To be clear, more mining will be necessary. But it’s unmistakably a hard path. That reality was underscored during my recent visit to the Chile’s Chuquicamata copper mine—an open-pit mine so vast that Central Park could fit inside it, plunging deeper than two and a half Empire State Buildings. A few years ago, it was then converted into an underground operation with a vast grid system so that trucks with tires taller than I am can move the crushed rocks.

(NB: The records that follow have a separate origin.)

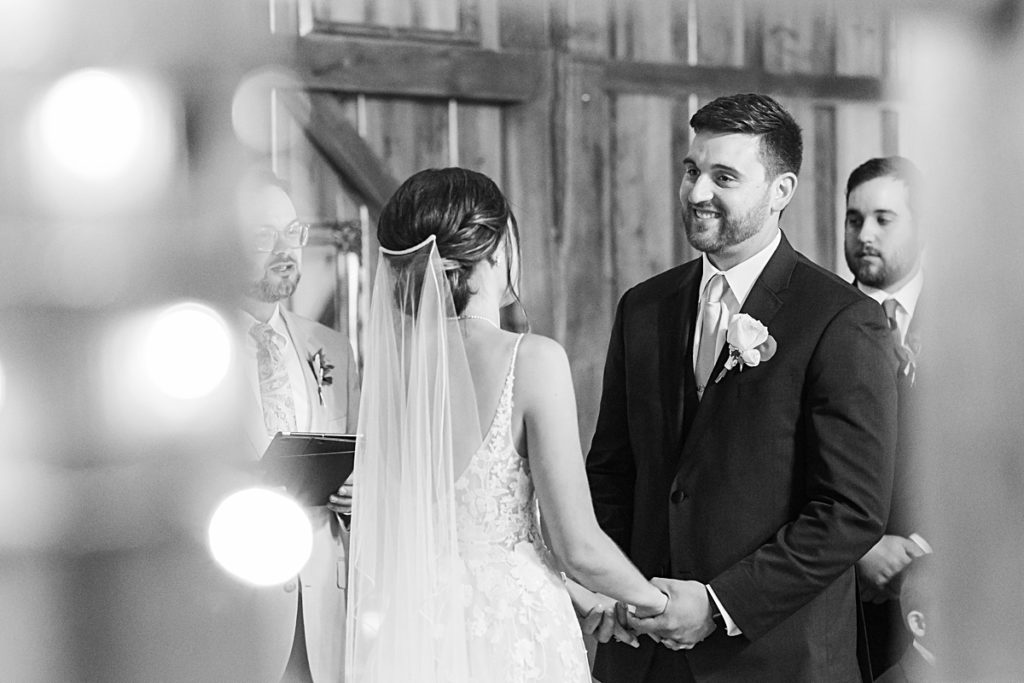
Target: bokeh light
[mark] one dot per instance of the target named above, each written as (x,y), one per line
(101,140)
(187,350)
(260,536)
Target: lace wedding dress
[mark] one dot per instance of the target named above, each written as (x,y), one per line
(520,625)
(449,580)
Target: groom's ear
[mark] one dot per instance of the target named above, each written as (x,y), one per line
(782,189)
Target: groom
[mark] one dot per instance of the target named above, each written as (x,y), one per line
(751,483)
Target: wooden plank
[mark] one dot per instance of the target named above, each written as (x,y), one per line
(479,140)
(524,24)
(409,135)
(583,27)
(800,220)
(529,185)
(829,189)
(585,302)
(406,70)
(644,30)
(324,120)
(638,77)
(438,14)
(643,199)
(860,38)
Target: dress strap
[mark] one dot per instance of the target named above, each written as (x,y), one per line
(504,415)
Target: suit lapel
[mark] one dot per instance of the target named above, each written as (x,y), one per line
(677,317)
(305,343)
(762,304)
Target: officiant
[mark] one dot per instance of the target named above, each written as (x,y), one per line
(303,378)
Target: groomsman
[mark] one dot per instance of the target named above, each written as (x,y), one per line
(303,378)
(743,447)
(884,248)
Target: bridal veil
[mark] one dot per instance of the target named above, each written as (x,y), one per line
(420,428)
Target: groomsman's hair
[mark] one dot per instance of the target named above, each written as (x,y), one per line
(900,168)
(751,114)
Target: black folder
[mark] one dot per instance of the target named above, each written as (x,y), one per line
(309,466)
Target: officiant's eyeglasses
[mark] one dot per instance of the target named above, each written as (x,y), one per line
(293,236)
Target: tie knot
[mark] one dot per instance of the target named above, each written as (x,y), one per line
(265,335)
(715,288)
(890,306)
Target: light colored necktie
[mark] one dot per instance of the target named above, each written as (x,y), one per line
(890,306)
(711,307)
(274,389)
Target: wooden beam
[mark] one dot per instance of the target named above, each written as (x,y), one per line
(323,119)
(410,70)
(640,77)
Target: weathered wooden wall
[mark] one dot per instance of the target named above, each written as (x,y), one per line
(579,109)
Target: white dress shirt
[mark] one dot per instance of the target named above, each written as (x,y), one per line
(740,279)
(906,298)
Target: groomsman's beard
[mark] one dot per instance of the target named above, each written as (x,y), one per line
(730,231)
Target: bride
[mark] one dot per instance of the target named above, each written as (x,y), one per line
(468,429)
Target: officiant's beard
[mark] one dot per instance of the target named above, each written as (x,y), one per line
(271,289)
(731,230)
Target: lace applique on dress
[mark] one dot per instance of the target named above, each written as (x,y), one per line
(520,623)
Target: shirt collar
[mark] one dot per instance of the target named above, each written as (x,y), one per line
(905,296)
(741,276)
(276,322)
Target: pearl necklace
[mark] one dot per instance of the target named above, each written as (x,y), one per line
(467,316)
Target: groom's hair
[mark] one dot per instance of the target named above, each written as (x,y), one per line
(467,214)
(751,114)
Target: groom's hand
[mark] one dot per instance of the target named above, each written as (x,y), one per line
(597,615)
(887,558)
(686,620)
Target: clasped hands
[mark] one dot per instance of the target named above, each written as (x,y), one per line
(685,622)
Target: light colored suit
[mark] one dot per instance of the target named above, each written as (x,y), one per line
(324,577)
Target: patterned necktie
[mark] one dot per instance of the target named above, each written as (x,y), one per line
(712,311)
(274,389)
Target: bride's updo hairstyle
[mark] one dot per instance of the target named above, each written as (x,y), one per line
(468,216)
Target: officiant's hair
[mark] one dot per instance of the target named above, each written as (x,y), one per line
(467,214)
(752,114)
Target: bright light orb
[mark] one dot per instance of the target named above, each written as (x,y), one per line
(92,124)
(260,536)
(187,350)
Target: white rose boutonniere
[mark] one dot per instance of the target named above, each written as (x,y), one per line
(750,344)
(322,371)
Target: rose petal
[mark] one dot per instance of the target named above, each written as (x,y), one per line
(752,356)
(768,348)
(745,333)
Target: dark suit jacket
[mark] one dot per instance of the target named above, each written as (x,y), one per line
(770,487)
(910,669)
(887,638)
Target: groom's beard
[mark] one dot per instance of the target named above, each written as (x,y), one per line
(281,276)
(725,230)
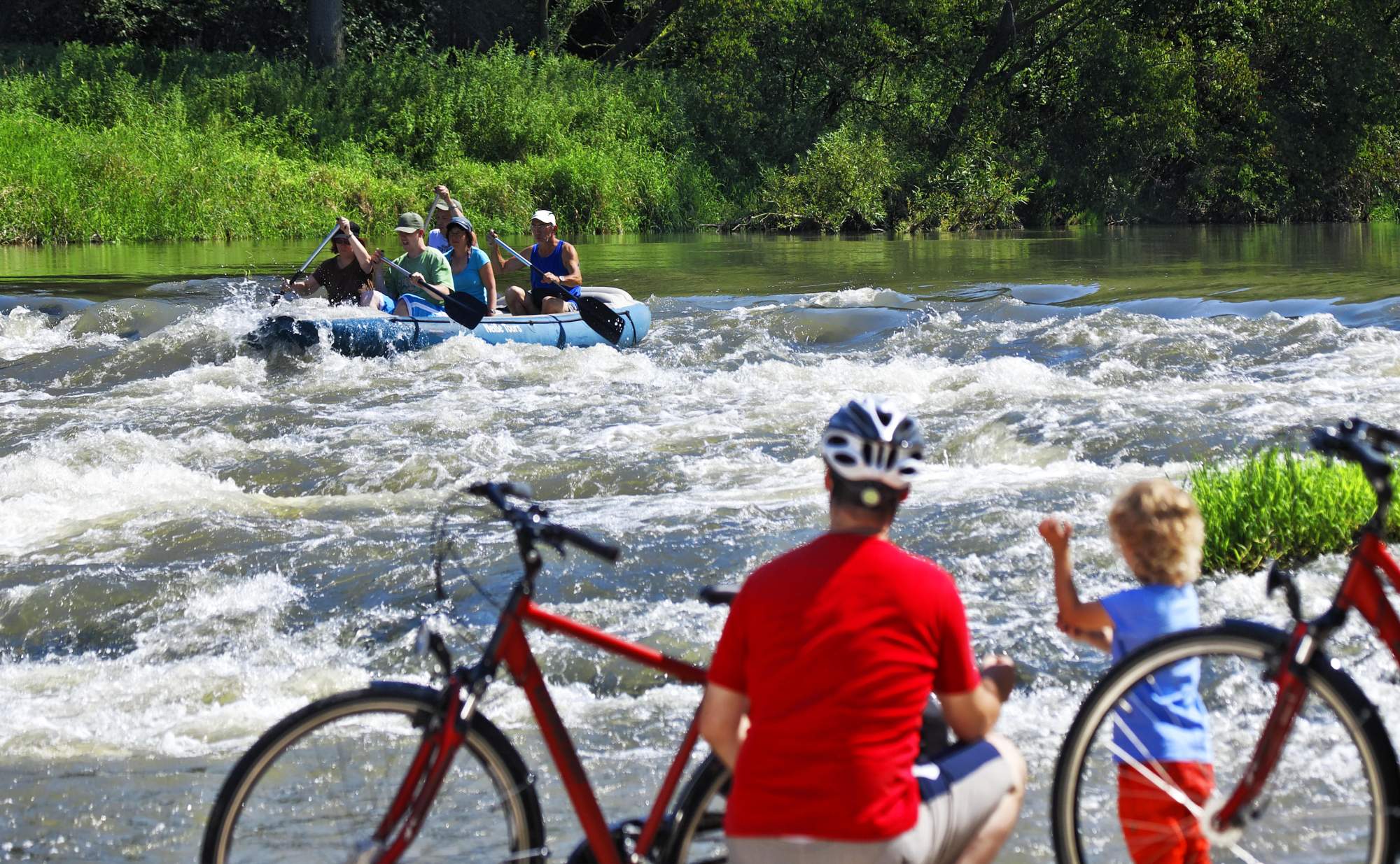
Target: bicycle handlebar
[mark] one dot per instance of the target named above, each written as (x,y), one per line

Yet there are soft path options, as well. As I wrote in Foreign Policy with Brian Deese, curbing demand for critical minerals—through innovations in battery chemistry, fast-charging, and recycling—can materially ease the challenge. Strategic stockpiles can help manage temporary disruptions, as my CGEP colleague Tom Moerenhout has explored. And deeper, more transparent commodity markets—often opaque and illiquid today—can allow market forces reallocate supplies in event of supply shocks, as Meghan and explained in Foreign Affairs three years ago.

These approaches are especially important given the scale of China’s lead in mineral refining, which is unlikely to be meaningfully eroded in the near term even with Herculean policy efforts. Even if China’s market share fell from 70 or 80 percent to 50 or 60 percent—an immense achievement—it would remain dominant. Policies that manage and de‑risk dependence, rather than simply seek to eliminate it, deserve greater attention.

A similar blind spot appeared in discussions of AI‑driven power demand. Panels focused overwhelmingly on building new generation—gas plants, renewables, nuclear—while largely ignoring demand‑side flexibility. On a typical day, the United States uses only about half of its installed generation capacity; the grid is built to meet the extreme peaks that occur for a handful of hours each year.

If data centers can flex demand during those peaks, or if improving storage technologies can shift supply more effectively, the scale of new infrastructure required could be significantly reduced.

Indeed, Energy Secretary Chris Wright acknowledged this opportunity in his recent request to FERC to issue a proposed rule that would expedite grid interconnections for large loads, particularly if they agree to be flexible with their consumption or generation.

To be sure, substantial new generation will still be required. But recalling Lovins’ soft path can meaningfully reduce the scale, cost, and disruption of the hard one.

Energy security is no longer merely an economic concern; it is a geopolitical one. In an era of intensifying competition, geopolitical strain, and rapid technological change, the need for impartial forums for dialogue has never been greater. I was grateful to participate in those conversations at Davos—and even more energized by the work the exceptional team at the Center on Global Energy Policy will undertake in 2026 to address the energy challenges of this new age of geopolitical fragmentation.